In [1]:
%matplotlib inline
import numpy as np
import scipy.stats as stats
import pandas as pd
import matplotlib.pyplot as plt
import matplotlib
In [2]:
# download from http://roybatty.org/statplots.py
# and upload to your Jupyter instance if you haven't done so already
import statplots
See lecture slides for intro discussion on hypothesis testing.
I've posted a data set at the following URL -- http://roybatty.org/possum.txt -- that contains morphological measurements on 104 brushtail possums (Trichosurus vulpecula). This data set contains information on variables such as sex, age, head length, skull width, etc.
By Bryce McQuillan - originally
posted to Flickr as Brushtail Opossum
Trichosurus vulpecula, CC BY-SA 2.0,
https://commons.wikimedia.org/w/index.php?curid=4195284
Previous studies of brushtail possums in Australia have established that the mean tail length of adult possums is 37.86cm. I am studying an isolated population of possums in the state of Victoria, and I am interested in whether mean tail length of Victorian possums is shorter than that of possums in the rest of Australia.

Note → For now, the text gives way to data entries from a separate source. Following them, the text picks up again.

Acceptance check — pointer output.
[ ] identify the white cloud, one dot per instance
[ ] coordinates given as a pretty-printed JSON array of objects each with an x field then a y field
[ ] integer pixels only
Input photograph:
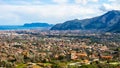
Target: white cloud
[
  {"x": 81, "y": 1},
  {"x": 60, "y": 1},
  {"x": 85, "y": 2},
  {"x": 44, "y": 13}
]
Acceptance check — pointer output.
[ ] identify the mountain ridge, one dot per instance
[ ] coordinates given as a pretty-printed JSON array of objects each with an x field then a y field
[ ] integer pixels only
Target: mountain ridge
[{"x": 106, "y": 22}]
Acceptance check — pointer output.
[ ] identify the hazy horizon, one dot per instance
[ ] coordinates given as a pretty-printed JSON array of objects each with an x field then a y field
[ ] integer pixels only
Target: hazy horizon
[{"x": 52, "y": 11}]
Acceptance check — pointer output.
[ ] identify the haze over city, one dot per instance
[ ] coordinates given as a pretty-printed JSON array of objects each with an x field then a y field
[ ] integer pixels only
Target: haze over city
[{"x": 18, "y": 12}]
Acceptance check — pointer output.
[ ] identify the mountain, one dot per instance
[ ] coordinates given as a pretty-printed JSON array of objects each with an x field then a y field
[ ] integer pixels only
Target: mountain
[
  {"x": 37, "y": 25},
  {"x": 109, "y": 21}
]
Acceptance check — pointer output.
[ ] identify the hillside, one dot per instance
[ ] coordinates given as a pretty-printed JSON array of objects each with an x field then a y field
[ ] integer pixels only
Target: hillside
[{"x": 108, "y": 21}]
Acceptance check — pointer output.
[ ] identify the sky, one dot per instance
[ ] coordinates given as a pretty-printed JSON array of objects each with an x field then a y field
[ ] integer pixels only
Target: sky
[{"x": 18, "y": 12}]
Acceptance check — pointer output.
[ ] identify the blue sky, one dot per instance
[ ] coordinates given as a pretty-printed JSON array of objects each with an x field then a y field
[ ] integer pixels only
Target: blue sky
[{"x": 18, "y": 12}]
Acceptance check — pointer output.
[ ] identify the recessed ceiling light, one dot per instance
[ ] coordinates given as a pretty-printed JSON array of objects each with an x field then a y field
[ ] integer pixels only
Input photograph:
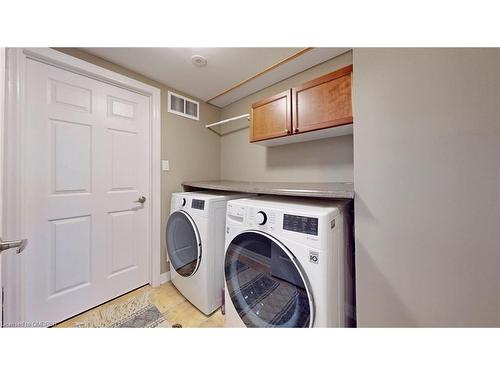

Since I have an a priori reason to believe the difference in tail length is shorter, this is a "one-tailed" hypothesis test (pun intended!).
In [3]:
possums = pd.read_table("http://roybatty.org/possum.txt")
possums.rename(columns={'pop':'popn'}, inplace=True)
possums.columns
Out[3]:
In [4]:
vic = vic = possums[possums.popn == 'Vic']
print(vic.tailL.describe())
In [5]:
fig, (ax1, ax2) = plt.subplots(nrows=1, ncols=2)
fig.set_size_inches(10,4)
ax1.hist(vic.tailL, bins=9, color='steelblue', normed=True)
ax1.set_xlabel("tail length (cm)")
stats.probplot(vic.tailL, plot=ax2)
pass
In [6]:
mean_tl = vic.tailL.mean()
std_tl = vic.tailL.std()
SE_tl = std_tl/np.sqrt(vic.tailL.count())
tl_ci95 = mean_tl - 1.96 * SE_tl, mean_tl + 1.96 * SE_tl
print("sample mean tail length = {:.2f}".format(mean_tl))
print("SE of mean tail length = {:.2f}".format(SE_tl))
print("95% CI for mean = ({:.2f}, {:.2f})".format(tl_ci95[0], tl_ci95[1]))
In [7]:
fig = plt.figure()
fig.set_size_inches(10,4)
mean_null = 37.86
plt.plot([],[]) # draw an empty plot to setup axes
# draw line at x-value corresponding to H0
plt.vlines(mean_null, 0, 1, linestyle='dashed', color='k')
plt.text(mean_null+0.05, 0.2, "$H_0: \mu = {:.2f}$".format(mean_null),
fontsize=18)
plt.errorbar(mean_tl, 0.2, xerr=1.96 * SE_tl, fmt='ro',
label='95% CI of Victoria\nmean tail length')
plt.legend(numpoints=1, loc='upper left')
plt.yticks([]) # get ride of y-ticks
plt.xlabel("Tail length (cm)", fontsize=14)
plt.xlim(35, 40)
pass
The CI approach above let us assess, in a general way, whether there's evidence to reject the null hypothesis. In the above example, we might state our finding something along the lines of "We are 95% confident that the mean tail length of Victoria possums is between 35.44 and 36.43mm. We therefore reject the null hypothesis that Victoria possums have the same mean tail length as other Australian possums." We would make the same statement for any other estimated 95% CI that did not overlap 37.86. Thus the CI approach doesn't really tell us anything about the strength of evidence against the null hypothesis, it just gives us a basis by which to reject it (or fail to reject it).
To assess the strength of the evidence against the null hypothesis, we can ask "what is the probability of observing data (or a statistic of interest) at least as favorable to the alternative hypothesis, if the null hypothesis were true?"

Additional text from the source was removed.